(Aug 8, 2016 05:34 PM)elte Wrote: It seems to me the best economic advisors would be people who actually are involved in the intimate workings of the economic matters involved in providing goods to the economy, like manufacturing or retail CEOs, or even senior engineers and others from fields of science, rather than Wall Street or real estate tycoons.
On one hand it's not that surprising that a candidate would go the cronyism route in regard to advisors, cabinet prospects, etc. But given that only three months away Trump is acting even more erratically like an adolescent boy trapped in a 70 year old man's body, it just increases the apprehension.
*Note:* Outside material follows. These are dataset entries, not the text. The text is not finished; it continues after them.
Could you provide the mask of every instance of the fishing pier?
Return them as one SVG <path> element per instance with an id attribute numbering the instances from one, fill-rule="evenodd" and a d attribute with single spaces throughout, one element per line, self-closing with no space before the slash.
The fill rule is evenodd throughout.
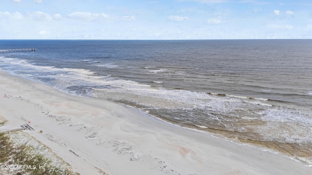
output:
<path id="1" fill-rule="evenodd" d="M 0 52 L 36 52 L 36 49 L 0 49 Z"/>

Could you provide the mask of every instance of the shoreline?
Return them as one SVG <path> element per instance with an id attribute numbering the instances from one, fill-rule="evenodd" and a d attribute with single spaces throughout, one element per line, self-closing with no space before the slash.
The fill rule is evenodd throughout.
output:
<path id="1" fill-rule="evenodd" d="M 280 154 L 167 123 L 138 109 L 72 96 L 0 71 L 0 131 L 25 131 L 81 174 L 310 175 Z M 42 130 L 42 133 L 39 131 Z"/>

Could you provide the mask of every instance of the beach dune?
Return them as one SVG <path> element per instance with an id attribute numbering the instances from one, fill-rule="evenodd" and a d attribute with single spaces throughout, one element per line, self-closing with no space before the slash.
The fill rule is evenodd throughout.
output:
<path id="1" fill-rule="evenodd" d="M 164 122 L 144 111 L 69 95 L 0 72 L 0 131 L 24 130 L 81 175 L 311 175 L 278 154 Z M 41 130 L 41 133 L 39 131 Z"/>

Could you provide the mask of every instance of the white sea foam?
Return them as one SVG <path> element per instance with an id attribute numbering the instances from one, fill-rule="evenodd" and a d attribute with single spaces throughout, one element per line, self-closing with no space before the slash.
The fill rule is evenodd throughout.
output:
<path id="1" fill-rule="evenodd" d="M 166 69 L 160 69 L 160 70 L 149 70 L 149 71 L 151 72 L 153 72 L 153 73 L 159 73 L 159 72 L 164 72 L 164 71 L 166 71 L 167 70 Z"/>

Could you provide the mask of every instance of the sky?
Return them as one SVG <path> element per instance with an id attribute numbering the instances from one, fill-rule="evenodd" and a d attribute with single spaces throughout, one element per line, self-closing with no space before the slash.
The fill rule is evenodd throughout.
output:
<path id="1" fill-rule="evenodd" d="M 1 0 L 0 39 L 312 39 L 311 0 Z"/>

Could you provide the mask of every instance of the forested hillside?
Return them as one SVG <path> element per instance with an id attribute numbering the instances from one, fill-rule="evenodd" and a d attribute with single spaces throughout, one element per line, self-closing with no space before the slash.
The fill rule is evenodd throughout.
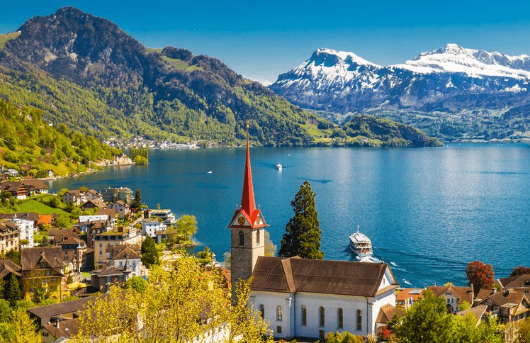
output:
<path id="1" fill-rule="evenodd" d="M 84 172 L 91 163 L 120 156 L 121 150 L 66 125 L 50 126 L 43 111 L 14 106 L 0 99 L 0 164 L 35 177 Z"/>

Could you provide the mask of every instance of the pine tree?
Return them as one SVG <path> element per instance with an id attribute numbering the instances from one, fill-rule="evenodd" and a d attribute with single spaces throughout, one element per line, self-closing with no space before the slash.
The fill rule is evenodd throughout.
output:
<path id="1" fill-rule="evenodd" d="M 150 267 L 153 264 L 158 264 L 158 250 L 157 247 L 154 245 L 154 240 L 153 238 L 147 235 L 145 237 L 145 240 L 142 243 L 142 263 L 143 263 L 147 268 Z"/>
<path id="2" fill-rule="evenodd" d="M 281 239 L 278 256 L 300 256 L 304 259 L 324 258 L 320 251 L 320 222 L 315 206 L 315 193 L 307 181 L 300 185 L 300 191 L 291 202 L 295 215 L 286 225 L 286 233 Z"/>
<path id="3" fill-rule="evenodd" d="M 11 274 L 11 277 L 7 283 L 6 300 L 9 302 L 9 305 L 13 308 L 16 302 L 21 300 L 21 288 L 18 287 L 18 282 L 16 281 L 16 276 L 14 274 Z"/>

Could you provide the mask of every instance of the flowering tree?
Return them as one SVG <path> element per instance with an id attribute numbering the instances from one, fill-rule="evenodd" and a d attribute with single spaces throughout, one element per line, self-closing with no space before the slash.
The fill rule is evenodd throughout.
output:
<path id="1" fill-rule="evenodd" d="M 480 261 L 475 261 L 469 262 L 466 267 L 466 279 L 468 281 L 468 286 L 473 284 L 476 293 L 480 288 L 491 289 L 495 283 L 495 274 L 493 266 L 489 263 L 484 264 Z"/>

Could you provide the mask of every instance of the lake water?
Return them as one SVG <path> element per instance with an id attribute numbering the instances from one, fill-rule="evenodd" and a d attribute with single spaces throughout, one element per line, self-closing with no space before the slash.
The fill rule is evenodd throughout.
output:
<path id="1" fill-rule="evenodd" d="M 81 186 L 140 189 L 198 221 L 196 241 L 219 261 L 230 251 L 226 228 L 241 200 L 242 148 L 150 152 L 148 166 L 108 168 L 50 182 L 50 191 Z M 355 259 L 348 237 L 360 225 L 374 255 L 402 286 L 464 285 L 468 262 L 490 263 L 496 276 L 530 266 L 530 149 L 526 145 L 449 145 L 419 149 L 251 148 L 256 206 L 278 246 L 291 201 L 308 180 L 316 193 L 322 249 Z M 278 163 L 283 170 L 275 169 Z M 208 174 L 208 172 L 212 173 Z"/>

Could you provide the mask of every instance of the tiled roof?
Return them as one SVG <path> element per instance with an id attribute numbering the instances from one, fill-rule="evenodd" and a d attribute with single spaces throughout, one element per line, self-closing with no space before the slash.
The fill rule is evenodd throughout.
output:
<path id="1" fill-rule="evenodd" d="M 251 289 L 373 297 L 380 293 L 387 269 L 386 264 L 259 257 Z M 393 283 L 388 290 L 397 286 Z"/>
<path id="2" fill-rule="evenodd" d="M 43 261 L 47 262 L 50 266 L 57 271 L 65 266 L 62 260 L 62 249 L 61 247 L 38 247 L 35 248 L 25 248 L 21 251 L 21 265 L 22 271 L 33 270 L 37 264 Z"/>
<path id="3" fill-rule="evenodd" d="M 503 288 L 530 288 L 530 274 L 500 279 L 499 282 Z"/>
<path id="4" fill-rule="evenodd" d="M 22 267 L 15 264 L 11 259 L 0 259 L 0 279 L 4 279 L 9 274 L 21 276 Z"/>
<path id="5" fill-rule="evenodd" d="M 458 296 L 458 303 L 461 304 L 463 301 L 467 301 L 473 304 L 473 294 L 471 287 L 459 287 L 449 283 L 446 286 L 427 286 L 427 290 L 432 291 L 437 297 L 445 296 L 446 292 L 451 292 Z"/>

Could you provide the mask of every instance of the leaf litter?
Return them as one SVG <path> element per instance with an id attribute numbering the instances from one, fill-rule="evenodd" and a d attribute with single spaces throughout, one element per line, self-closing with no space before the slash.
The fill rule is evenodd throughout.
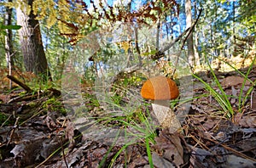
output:
<path id="1" fill-rule="evenodd" d="M 249 76 L 251 81 L 255 81 L 255 75 L 253 68 Z M 221 79 L 222 76 L 225 77 Z M 226 94 L 232 95 L 229 98 L 236 111 L 244 80 L 236 73 L 218 74 L 218 78 Z M 206 78 L 207 82 L 211 80 Z M 243 96 L 249 86 L 245 82 Z M 194 88 L 195 95 L 207 93 L 196 81 Z M 194 98 L 183 124 L 183 132 L 160 130 L 154 143 L 150 143 L 154 166 L 255 167 L 254 90 L 255 87 L 241 113 L 236 111 L 230 119 L 221 113 L 212 97 Z M 97 134 L 105 140 L 97 139 L 93 132 L 84 136 L 61 110 L 43 107 L 51 98 L 61 102 L 55 92 L 48 90 L 23 96 L 19 93 L 17 90 L 0 92 L 0 110 L 4 115 L 0 127 L 0 167 L 150 167 L 143 139 L 120 151 L 127 141 L 121 139 L 123 143 L 111 143 L 115 137 L 108 139 L 108 130 L 102 131 L 102 135 Z M 91 104 L 90 109 L 96 114 L 101 110 Z M 89 122 L 88 126 L 93 124 Z"/>

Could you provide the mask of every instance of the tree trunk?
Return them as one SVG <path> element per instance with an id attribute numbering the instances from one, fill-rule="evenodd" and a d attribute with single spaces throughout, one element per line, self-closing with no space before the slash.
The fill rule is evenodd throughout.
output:
<path id="1" fill-rule="evenodd" d="M 26 5 L 32 8 L 33 0 L 27 2 Z M 19 30 L 19 35 L 26 70 L 34 72 L 44 79 L 51 79 L 44 51 L 39 22 L 35 19 L 36 15 L 32 10 L 27 14 L 29 9 L 26 6 L 20 9 L 20 6 L 17 8 L 17 24 L 22 26 Z"/>
<path id="2" fill-rule="evenodd" d="M 9 3 L 12 2 L 12 0 L 9 0 Z M 12 25 L 12 13 L 13 8 L 6 7 L 6 15 L 5 15 L 5 25 Z M 6 58 L 6 63 L 7 67 L 11 69 L 11 67 L 14 65 L 14 59 L 13 59 L 13 53 L 14 53 L 14 48 L 13 48 L 13 43 L 12 43 L 12 30 L 7 29 L 6 30 L 6 36 L 5 36 L 5 58 Z"/>
<path id="3" fill-rule="evenodd" d="M 192 25 L 191 0 L 186 0 L 185 10 L 186 10 L 186 28 L 189 28 L 191 27 Z M 189 64 L 193 67 L 195 65 L 193 33 L 190 33 L 189 36 L 188 37 L 187 44 L 188 44 Z"/>

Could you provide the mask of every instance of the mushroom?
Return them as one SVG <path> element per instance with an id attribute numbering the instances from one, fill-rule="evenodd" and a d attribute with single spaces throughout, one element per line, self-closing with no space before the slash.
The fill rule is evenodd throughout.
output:
<path id="1" fill-rule="evenodd" d="M 181 128 L 179 120 L 170 108 L 170 100 L 179 95 L 172 80 L 160 76 L 150 78 L 144 82 L 141 95 L 143 98 L 154 100 L 152 108 L 163 128 L 168 128 L 172 133 Z"/>

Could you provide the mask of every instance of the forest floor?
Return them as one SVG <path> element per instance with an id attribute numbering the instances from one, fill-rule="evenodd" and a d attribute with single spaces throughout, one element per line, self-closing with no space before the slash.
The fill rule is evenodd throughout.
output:
<path id="1" fill-rule="evenodd" d="M 246 70 L 241 70 L 244 74 Z M 199 76 L 207 83 L 213 81 L 211 73 Z M 229 111 L 221 112 L 221 102 L 193 79 L 194 98 L 182 131 L 170 133 L 167 129 L 154 128 L 151 155 L 146 145 L 148 138 L 131 131 L 131 125 L 125 128 L 137 138 L 125 137 L 125 126 L 114 119 L 104 122 L 105 126 L 96 126 L 90 120 L 77 120 L 75 126 L 67 116 L 61 92 L 56 89 L 30 93 L 19 87 L 11 92 L 2 89 L 0 167 L 131 168 L 150 167 L 150 160 L 160 168 L 256 167 L 255 86 L 247 81 L 243 85 L 244 78 L 236 71 L 216 72 L 216 76 L 225 94 L 232 95 L 228 100 L 234 114 L 227 117 Z M 255 83 L 256 67 L 248 78 Z M 212 88 L 221 92 L 219 87 Z M 253 90 L 247 95 L 249 89 Z M 93 89 L 84 90 L 90 97 L 84 103 L 87 110 L 94 118 L 101 116 L 104 109 L 94 102 Z M 243 104 L 240 103 L 242 100 Z M 140 107 L 143 112 L 145 109 Z M 77 129 L 81 125 L 83 128 Z"/>

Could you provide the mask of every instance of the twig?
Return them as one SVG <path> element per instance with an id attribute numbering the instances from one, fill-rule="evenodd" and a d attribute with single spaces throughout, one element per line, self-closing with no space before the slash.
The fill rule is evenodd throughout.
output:
<path id="1" fill-rule="evenodd" d="M 68 165 L 67 165 L 67 160 L 66 160 L 65 151 L 64 151 L 64 148 L 63 148 L 62 136 L 61 137 L 61 151 L 62 151 L 63 160 L 64 160 L 66 167 L 68 168 Z"/>
<path id="2" fill-rule="evenodd" d="M 14 128 L 12 129 L 11 133 L 9 135 L 9 140 L 7 143 L 7 146 L 11 143 L 15 129 L 19 127 L 19 123 L 18 123 L 19 120 L 20 120 L 20 117 L 17 117 L 15 126 L 14 126 Z"/>
<path id="3" fill-rule="evenodd" d="M 199 10 L 199 14 L 198 14 L 198 16 L 197 16 L 197 18 L 196 18 L 195 23 L 192 25 L 191 27 L 189 27 L 189 28 L 187 29 L 187 30 L 189 30 L 189 33 L 187 34 L 185 39 L 183 41 L 183 44 L 182 44 L 182 46 L 181 46 L 181 48 L 180 48 L 180 51 L 179 51 L 179 53 L 178 53 L 178 54 L 177 54 L 177 59 L 176 59 L 176 61 L 175 61 L 175 68 L 174 68 L 174 70 L 173 70 L 173 71 L 172 71 L 172 76 L 174 76 L 174 74 L 175 74 L 175 72 L 176 72 L 176 70 L 177 70 L 177 63 L 178 63 L 178 60 L 179 60 L 179 57 L 180 57 L 181 52 L 182 52 L 182 50 L 183 50 L 183 47 L 184 47 L 184 45 L 185 45 L 185 42 L 186 42 L 187 39 L 189 38 L 189 35 L 192 33 L 192 31 L 193 31 L 193 30 L 194 30 L 195 25 L 197 24 L 197 22 L 198 22 L 198 20 L 199 20 L 199 18 L 200 18 L 200 16 L 201 16 L 201 12 L 202 12 L 202 9 L 200 9 L 200 10 Z M 186 31 L 187 31 L 187 30 L 186 30 Z M 191 68 L 191 67 L 190 67 L 190 68 Z"/>

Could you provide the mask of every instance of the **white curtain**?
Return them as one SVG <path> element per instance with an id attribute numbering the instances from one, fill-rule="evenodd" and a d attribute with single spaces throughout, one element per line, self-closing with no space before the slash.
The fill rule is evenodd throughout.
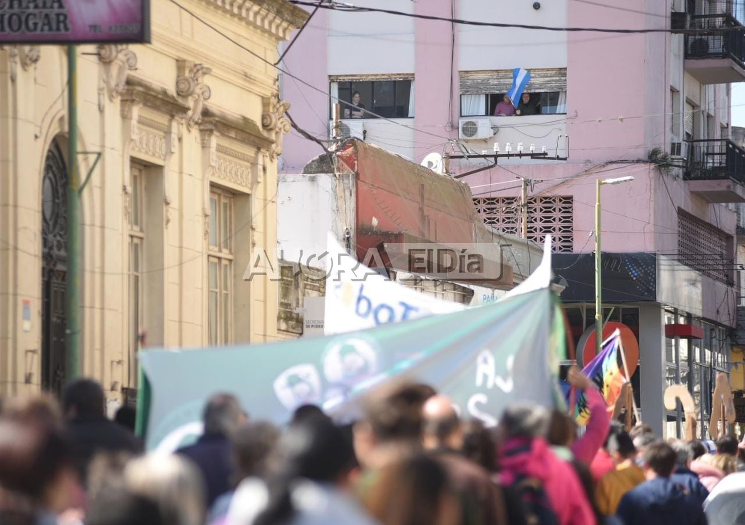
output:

That he's gathering teams that might finally formulate schemes with actual details of how he's going to accomplish his claimed goals punctures the hypothesis that he's deliberately trying to lose the race (because getting the nomination was as far as he ever intended to go successfully). As if the whole run of the last year was purely for the sake of ego, of proving he could capture that, where literally winning POTUS itself could now only be possible as a terrifying accident (for him, not just the US and world if the latter are fretting).
Except that regardless of whether or not he is serious about going all the way, that kind of "terrifying accident" could still very much happen. As bad as Trump is doing in the polls, as much he outlandishly tries to sabotage himself again and again in the home stretch...
It often looks like Hillary's cred is being propped-up and held together with utility wire and Elmer's glue. Even with the short span she merely has to survive ahead, observers keep wondering if she can navigate through that mine-field of past troubles and potential mishaps. Plus, something out of the unexpected blue could happen, like a health-related crisis for her.
This race is such a crazy cartoon of the boasting Hare taking taking two steps back with every step forward, but with the fragile Tortoise having to lug around political life-support strapped to her shell, that people are going to be chewing their fingernails right down to finish line, whichever side they're rooting for.